The WHO (World Health Organization) has updated their Avian Flu disease outbreak page with reports of two new H5N1 cases in Egypt in July.
11 August 2009 -- The Ministry of Health of Egypt has reported 2 new confirmed human case of avian influenza A(H5N1).
The first case is an 8 year-old female from Kfr Elsheikh district, Kfr Elsheikh Governorate. Her symptoms started on 24 July 2009. She was admitted to Kfr Elsheikh fever hospital on 25 July, where she received oseltamivir treatment. The patient is in a stable condition.
The second case is an 18 month-old male from Shebin Elkom district, Menofyia Governorate. His symptoms started on 28 July 2009. He was admitted to Shebin Elkom fever hospital on 29 July 2009, where he received oseltamivir treatment, and is in a stable condition.
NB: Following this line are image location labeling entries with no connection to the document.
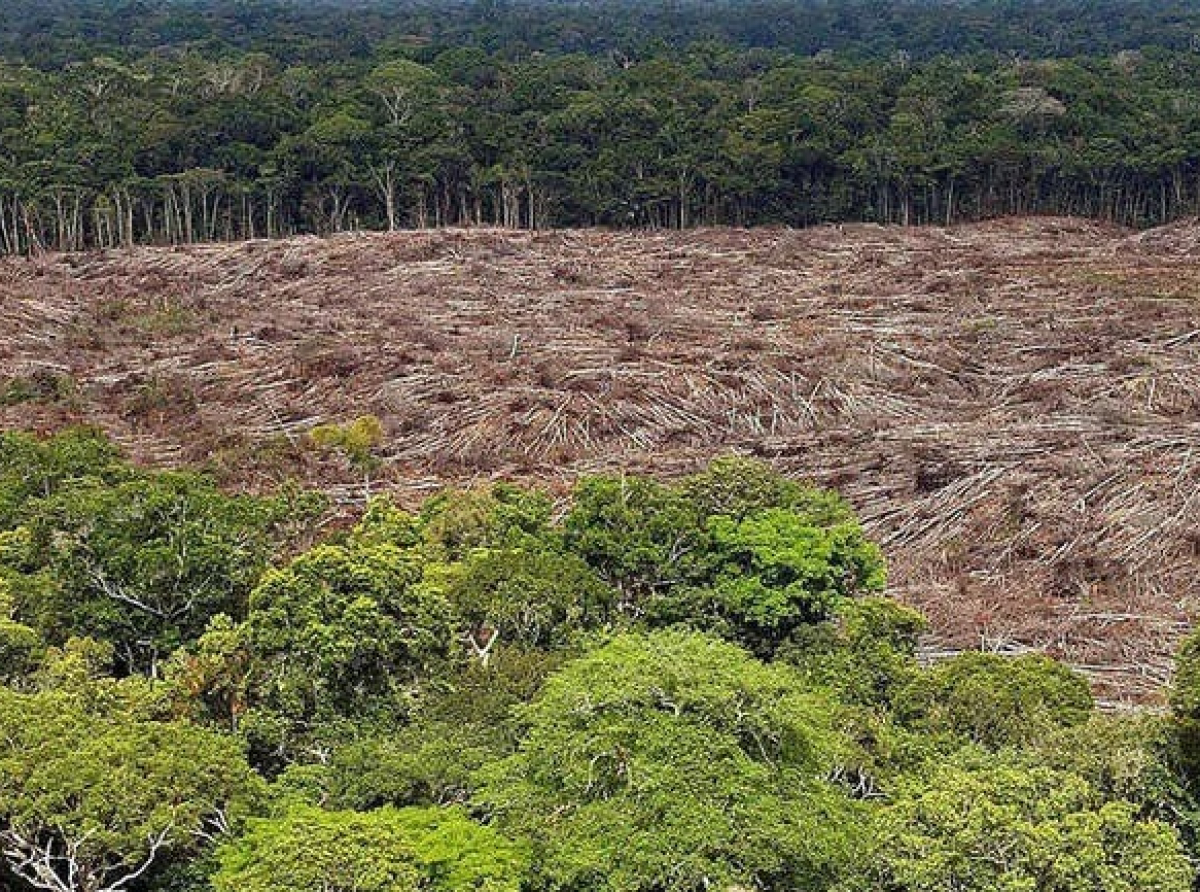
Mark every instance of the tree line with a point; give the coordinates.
(175, 148)
(651, 686)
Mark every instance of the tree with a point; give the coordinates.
(676, 761)
(144, 561)
(388, 850)
(345, 630)
(994, 700)
(978, 824)
(90, 801)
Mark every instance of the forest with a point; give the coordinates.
(642, 686)
(184, 123)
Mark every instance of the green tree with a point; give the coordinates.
(676, 761)
(994, 700)
(388, 850)
(981, 824)
(91, 800)
(346, 632)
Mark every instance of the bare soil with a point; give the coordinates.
(1013, 407)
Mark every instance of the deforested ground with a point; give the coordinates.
(1013, 407)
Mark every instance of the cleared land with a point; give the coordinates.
(1013, 408)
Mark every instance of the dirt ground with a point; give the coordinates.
(1012, 407)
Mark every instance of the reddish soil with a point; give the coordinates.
(1013, 408)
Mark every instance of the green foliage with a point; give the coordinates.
(994, 700)
(778, 572)
(33, 468)
(388, 850)
(21, 647)
(100, 796)
(591, 680)
(981, 824)
(676, 761)
(640, 536)
(357, 439)
(737, 550)
(864, 652)
(346, 632)
(143, 562)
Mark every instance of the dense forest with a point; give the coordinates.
(647, 686)
(186, 121)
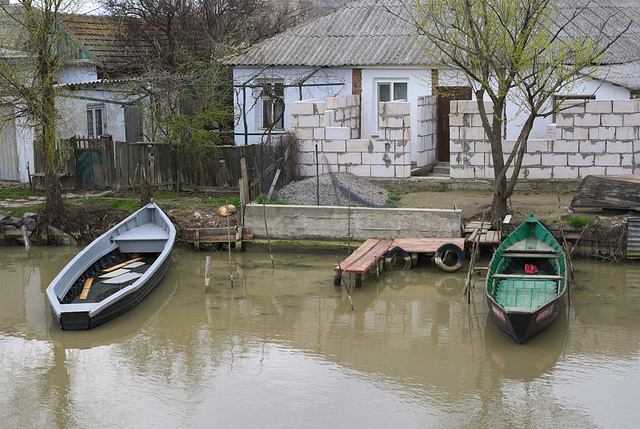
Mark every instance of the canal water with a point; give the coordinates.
(283, 348)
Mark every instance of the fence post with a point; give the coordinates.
(245, 180)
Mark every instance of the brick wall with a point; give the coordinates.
(599, 137)
(427, 131)
(333, 129)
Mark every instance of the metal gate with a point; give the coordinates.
(89, 166)
(8, 146)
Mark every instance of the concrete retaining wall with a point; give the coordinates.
(427, 130)
(331, 223)
(333, 129)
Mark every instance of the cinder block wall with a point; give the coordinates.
(599, 137)
(427, 130)
(332, 129)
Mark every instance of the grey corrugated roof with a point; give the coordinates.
(365, 33)
(361, 33)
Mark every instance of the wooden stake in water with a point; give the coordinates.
(349, 223)
(25, 237)
(317, 179)
(266, 230)
(207, 266)
(229, 243)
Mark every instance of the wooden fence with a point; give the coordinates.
(107, 164)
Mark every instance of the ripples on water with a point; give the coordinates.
(283, 349)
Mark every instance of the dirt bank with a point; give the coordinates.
(472, 202)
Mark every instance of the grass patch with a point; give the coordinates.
(113, 203)
(18, 212)
(262, 198)
(15, 193)
(578, 222)
(393, 197)
(220, 201)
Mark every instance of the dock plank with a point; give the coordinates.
(359, 253)
(369, 259)
(425, 245)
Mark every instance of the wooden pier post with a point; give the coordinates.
(27, 245)
(229, 243)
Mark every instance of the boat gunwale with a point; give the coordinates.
(95, 308)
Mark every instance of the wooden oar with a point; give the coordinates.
(85, 290)
(115, 267)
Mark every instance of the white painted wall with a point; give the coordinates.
(419, 84)
(76, 74)
(24, 140)
(74, 114)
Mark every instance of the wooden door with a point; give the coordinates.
(8, 146)
(445, 94)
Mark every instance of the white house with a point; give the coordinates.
(97, 51)
(364, 49)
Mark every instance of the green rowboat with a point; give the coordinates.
(526, 282)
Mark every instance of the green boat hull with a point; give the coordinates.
(526, 284)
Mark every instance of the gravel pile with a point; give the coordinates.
(334, 191)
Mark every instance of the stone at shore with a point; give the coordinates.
(61, 238)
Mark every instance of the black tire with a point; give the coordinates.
(397, 259)
(441, 256)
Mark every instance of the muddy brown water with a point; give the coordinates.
(283, 349)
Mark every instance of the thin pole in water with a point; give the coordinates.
(317, 179)
(229, 243)
(565, 247)
(349, 223)
(345, 283)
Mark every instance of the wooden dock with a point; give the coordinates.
(488, 237)
(234, 234)
(369, 257)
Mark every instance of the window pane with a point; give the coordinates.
(98, 113)
(266, 113)
(90, 124)
(400, 91)
(384, 92)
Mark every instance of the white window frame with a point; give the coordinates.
(95, 127)
(268, 105)
(393, 96)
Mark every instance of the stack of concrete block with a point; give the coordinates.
(325, 148)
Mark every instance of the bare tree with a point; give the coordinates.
(516, 50)
(28, 75)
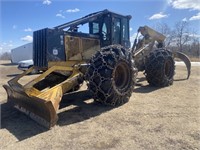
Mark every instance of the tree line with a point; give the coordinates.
(181, 38)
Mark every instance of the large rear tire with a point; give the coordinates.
(159, 68)
(111, 75)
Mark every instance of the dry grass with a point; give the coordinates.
(166, 118)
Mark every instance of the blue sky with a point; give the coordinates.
(20, 18)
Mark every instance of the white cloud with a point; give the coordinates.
(14, 26)
(27, 38)
(72, 10)
(28, 30)
(195, 17)
(184, 19)
(60, 15)
(46, 2)
(185, 4)
(158, 16)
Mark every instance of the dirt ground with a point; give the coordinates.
(166, 118)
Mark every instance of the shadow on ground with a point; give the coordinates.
(22, 127)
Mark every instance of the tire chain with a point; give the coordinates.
(154, 63)
(105, 59)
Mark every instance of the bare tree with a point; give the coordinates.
(181, 34)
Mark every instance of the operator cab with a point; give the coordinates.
(112, 29)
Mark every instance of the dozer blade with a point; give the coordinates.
(40, 99)
(37, 109)
(186, 60)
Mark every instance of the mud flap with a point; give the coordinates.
(186, 60)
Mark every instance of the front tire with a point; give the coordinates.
(111, 75)
(159, 68)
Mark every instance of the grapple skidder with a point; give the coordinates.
(99, 54)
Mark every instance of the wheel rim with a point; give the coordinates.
(122, 76)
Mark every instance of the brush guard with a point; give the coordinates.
(42, 104)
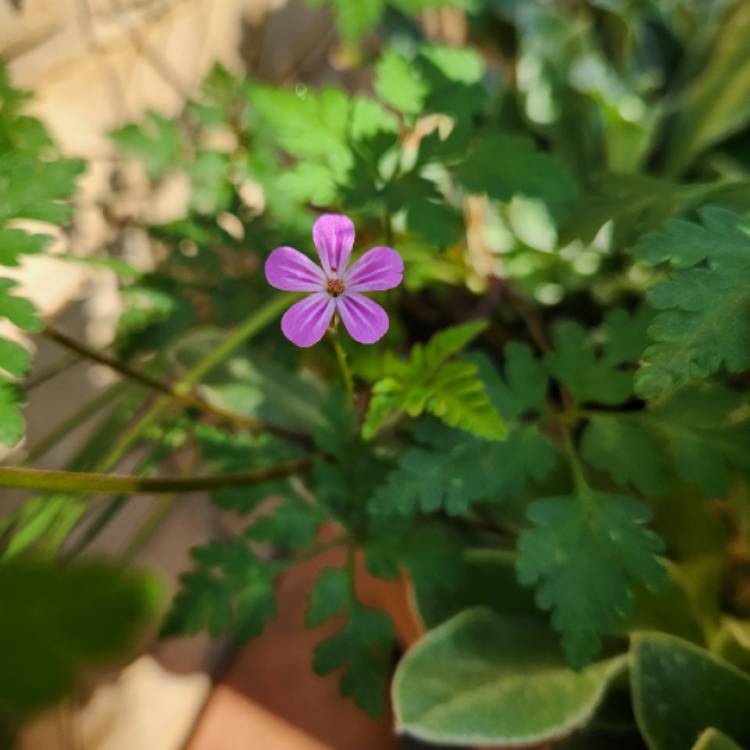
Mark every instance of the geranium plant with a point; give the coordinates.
(542, 424)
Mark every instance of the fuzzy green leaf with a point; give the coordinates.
(229, 590)
(156, 142)
(14, 359)
(453, 470)
(427, 382)
(680, 689)
(485, 680)
(17, 310)
(14, 243)
(504, 165)
(362, 649)
(398, 83)
(58, 620)
(355, 19)
(585, 555)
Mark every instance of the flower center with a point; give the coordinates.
(335, 287)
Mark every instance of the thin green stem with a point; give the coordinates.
(351, 568)
(346, 372)
(66, 481)
(178, 393)
(85, 412)
(161, 510)
(100, 522)
(252, 326)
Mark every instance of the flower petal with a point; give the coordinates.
(333, 235)
(366, 321)
(378, 269)
(287, 269)
(305, 322)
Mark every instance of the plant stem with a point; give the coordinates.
(86, 411)
(253, 325)
(66, 481)
(346, 373)
(178, 393)
(162, 509)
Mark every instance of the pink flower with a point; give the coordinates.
(336, 287)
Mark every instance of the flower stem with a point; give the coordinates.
(346, 372)
(67, 481)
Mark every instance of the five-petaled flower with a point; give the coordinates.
(336, 287)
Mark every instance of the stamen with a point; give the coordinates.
(335, 287)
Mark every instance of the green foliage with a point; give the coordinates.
(32, 186)
(482, 679)
(230, 589)
(58, 621)
(585, 554)
(505, 165)
(702, 325)
(362, 650)
(588, 377)
(550, 178)
(155, 142)
(428, 382)
(680, 690)
(354, 20)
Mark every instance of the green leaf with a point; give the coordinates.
(398, 83)
(14, 359)
(362, 649)
(450, 476)
(449, 390)
(292, 524)
(626, 451)
(625, 335)
(34, 189)
(482, 679)
(585, 555)
(703, 324)
(312, 125)
(483, 577)
(229, 590)
(329, 596)
(209, 175)
(15, 242)
(704, 437)
(637, 204)
(713, 739)
(680, 689)
(355, 19)
(454, 470)
(575, 364)
(56, 621)
(17, 310)
(12, 424)
(504, 165)
(156, 141)
(525, 385)
(715, 103)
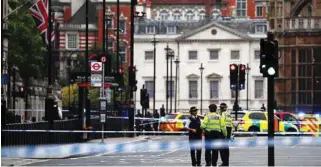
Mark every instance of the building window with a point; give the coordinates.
(258, 89)
(149, 55)
(259, 11)
(189, 15)
(150, 30)
(233, 94)
(192, 89)
(257, 54)
(109, 23)
(72, 41)
(213, 54)
(202, 15)
(170, 89)
(260, 28)
(235, 55)
(241, 8)
(171, 30)
(192, 55)
(122, 52)
(214, 89)
(177, 15)
(150, 88)
(164, 15)
(122, 26)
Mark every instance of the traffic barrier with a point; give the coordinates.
(70, 150)
(153, 132)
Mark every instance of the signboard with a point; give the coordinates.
(96, 67)
(96, 80)
(102, 118)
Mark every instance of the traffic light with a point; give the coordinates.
(269, 63)
(132, 76)
(233, 75)
(242, 76)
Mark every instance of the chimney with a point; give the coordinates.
(75, 5)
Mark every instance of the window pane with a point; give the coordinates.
(214, 89)
(150, 88)
(235, 55)
(192, 55)
(193, 89)
(257, 54)
(149, 55)
(213, 55)
(258, 88)
(122, 26)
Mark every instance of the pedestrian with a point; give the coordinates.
(193, 125)
(225, 153)
(215, 129)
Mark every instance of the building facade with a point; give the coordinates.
(215, 45)
(70, 14)
(297, 25)
(182, 10)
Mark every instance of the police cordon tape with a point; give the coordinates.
(71, 150)
(151, 132)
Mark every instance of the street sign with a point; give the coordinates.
(96, 80)
(4, 79)
(103, 59)
(96, 67)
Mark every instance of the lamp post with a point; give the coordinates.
(171, 55)
(69, 77)
(247, 85)
(167, 49)
(201, 69)
(154, 77)
(176, 84)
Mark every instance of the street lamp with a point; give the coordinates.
(154, 77)
(247, 85)
(168, 50)
(201, 69)
(176, 84)
(69, 76)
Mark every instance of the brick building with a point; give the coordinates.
(70, 14)
(297, 25)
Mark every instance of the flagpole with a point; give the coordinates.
(49, 99)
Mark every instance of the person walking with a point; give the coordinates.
(193, 125)
(215, 129)
(225, 153)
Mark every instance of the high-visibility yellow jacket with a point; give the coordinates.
(214, 122)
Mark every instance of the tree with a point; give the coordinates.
(26, 48)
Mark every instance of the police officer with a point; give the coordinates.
(193, 125)
(215, 129)
(225, 153)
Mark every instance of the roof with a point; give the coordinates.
(80, 18)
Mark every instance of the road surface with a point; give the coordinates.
(295, 155)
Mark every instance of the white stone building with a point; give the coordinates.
(216, 45)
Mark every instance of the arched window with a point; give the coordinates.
(189, 15)
(202, 15)
(163, 15)
(177, 15)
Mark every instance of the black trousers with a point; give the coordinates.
(211, 154)
(196, 151)
(225, 153)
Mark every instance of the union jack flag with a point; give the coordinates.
(39, 12)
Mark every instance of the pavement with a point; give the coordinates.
(23, 162)
(293, 155)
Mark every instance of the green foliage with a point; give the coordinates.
(26, 48)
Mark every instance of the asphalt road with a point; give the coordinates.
(295, 155)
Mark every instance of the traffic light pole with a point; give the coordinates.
(271, 121)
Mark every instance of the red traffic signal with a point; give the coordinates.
(233, 67)
(121, 71)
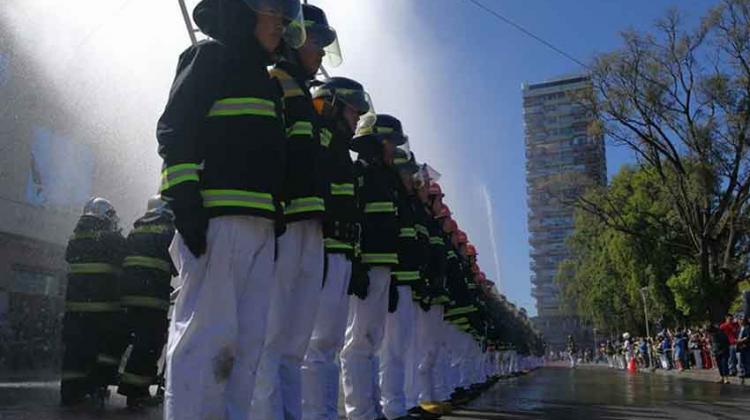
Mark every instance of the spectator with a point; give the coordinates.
(720, 349)
(732, 329)
(695, 349)
(743, 348)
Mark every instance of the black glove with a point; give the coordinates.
(392, 297)
(192, 223)
(360, 281)
(279, 221)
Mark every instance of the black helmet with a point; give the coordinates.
(348, 91)
(373, 130)
(319, 31)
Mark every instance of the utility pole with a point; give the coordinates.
(643, 291)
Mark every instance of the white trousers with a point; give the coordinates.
(291, 318)
(393, 370)
(219, 322)
(364, 335)
(320, 372)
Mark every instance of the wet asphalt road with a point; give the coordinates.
(551, 393)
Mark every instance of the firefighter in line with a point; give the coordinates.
(375, 142)
(222, 139)
(92, 324)
(147, 273)
(339, 102)
(301, 256)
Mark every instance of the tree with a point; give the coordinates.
(680, 99)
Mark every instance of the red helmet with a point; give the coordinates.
(475, 269)
(461, 237)
(435, 190)
(450, 226)
(445, 211)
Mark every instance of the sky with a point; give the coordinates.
(451, 72)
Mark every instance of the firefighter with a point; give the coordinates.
(399, 325)
(147, 272)
(339, 102)
(375, 143)
(91, 325)
(223, 143)
(301, 257)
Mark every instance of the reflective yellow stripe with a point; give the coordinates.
(405, 276)
(92, 306)
(436, 240)
(300, 128)
(150, 229)
(325, 137)
(138, 380)
(462, 310)
(92, 268)
(145, 302)
(231, 107)
(369, 258)
(380, 207)
(342, 189)
(147, 262)
(305, 205)
(238, 198)
(334, 244)
(177, 174)
(408, 233)
(106, 359)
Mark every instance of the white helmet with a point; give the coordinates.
(157, 205)
(101, 208)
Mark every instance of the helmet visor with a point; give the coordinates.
(326, 39)
(291, 11)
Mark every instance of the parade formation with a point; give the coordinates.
(299, 271)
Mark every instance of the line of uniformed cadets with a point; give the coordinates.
(289, 253)
(117, 297)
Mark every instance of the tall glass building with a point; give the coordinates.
(562, 160)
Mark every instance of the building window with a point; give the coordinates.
(34, 282)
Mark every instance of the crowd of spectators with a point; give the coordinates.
(724, 346)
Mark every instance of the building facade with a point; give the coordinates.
(562, 161)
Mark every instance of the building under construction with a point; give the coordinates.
(562, 161)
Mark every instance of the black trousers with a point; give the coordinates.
(148, 335)
(93, 344)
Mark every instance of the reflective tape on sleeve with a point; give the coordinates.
(370, 258)
(147, 262)
(336, 245)
(409, 233)
(342, 190)
(137, 380)
(178, 174)
(436, 240)
(92, 268)
(92, 306)
(406, 276)
(325, 137)
(380, 207)
(237, 198)
(232, 107)
(145, 302)
(300, 128)
(305, 205)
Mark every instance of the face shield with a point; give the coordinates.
(326, 39)
(290, 11)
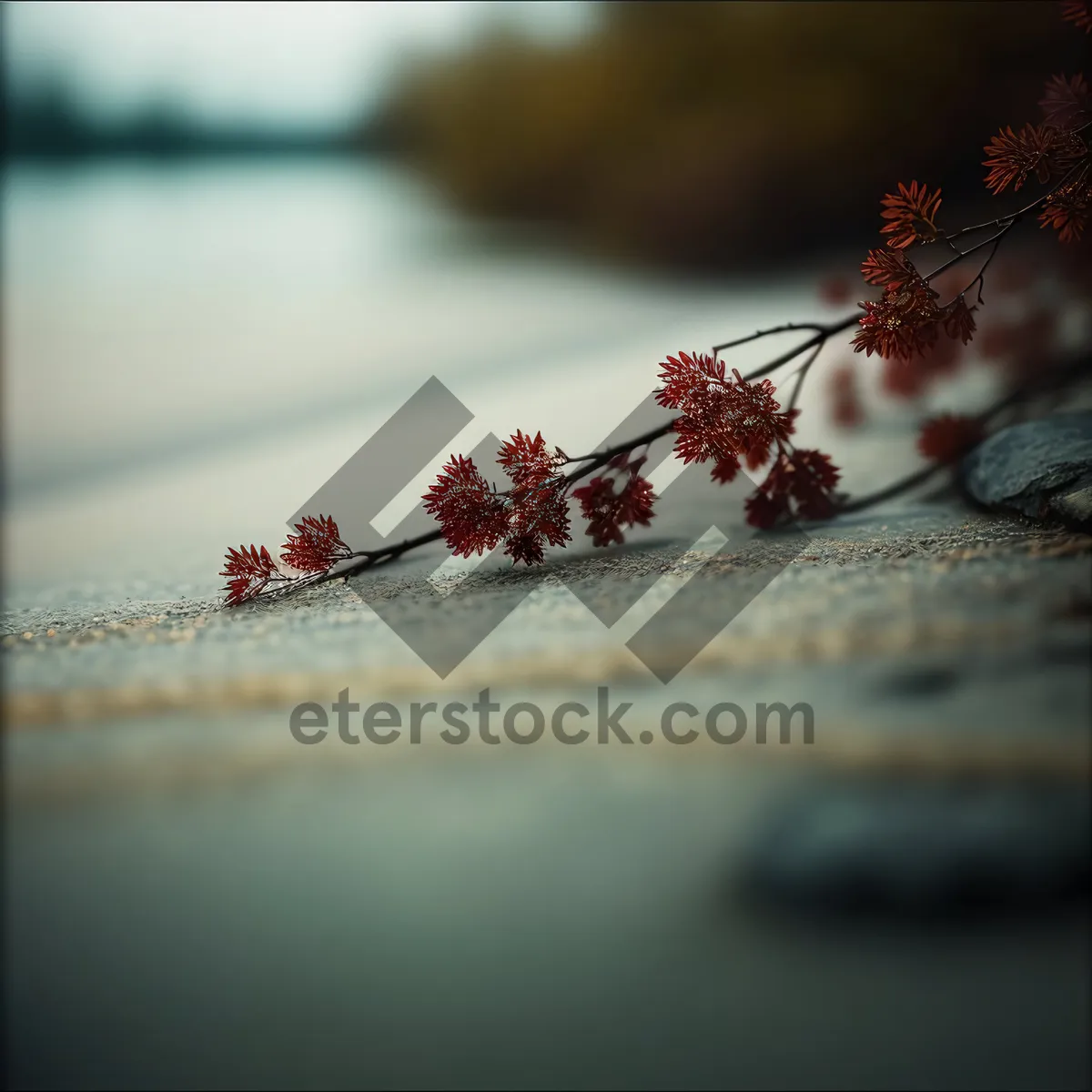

Investigations into the source of infection indicated that both cases had close contact with dead and/or sick poultry.
The cases were confirmed by the Egyptian Central Public Health Laboratories.
Of the 83 cases confirmed to date in Egypt, 27 have been fatal.
Summer is, of course, the slow time for H5N1 reports.
The concern is that this fall and winter, when we normally see a rise in human bird flu infections, we may see a reassortment of the virus with the H1N1 swine flu virus. How likely that is to happen, no one can really say. But it is considered a possibility.
Less dramatic, but certainly possible, will be that with a swine flu pandemic underway, it will be more difficult to identify, and isolate, human bird flu cases.
That may give the virus a better opportunity to spread in a community, particularly in Egypt where the virus over the past year appears to have become milder.
In any event, the threat of the H5N1 virus is independent and separate from that of the H1N1 swine flu, and that threat has not gone away or diminished because we are now facing a different pandemic.
Note: Reporting from other countries on H5N1 has diminished over the past year or so. In some cases this may indicate a lessening in the number of infections, but in other countries – like Indonesia – we know it is simply part of an embargo on information about cases.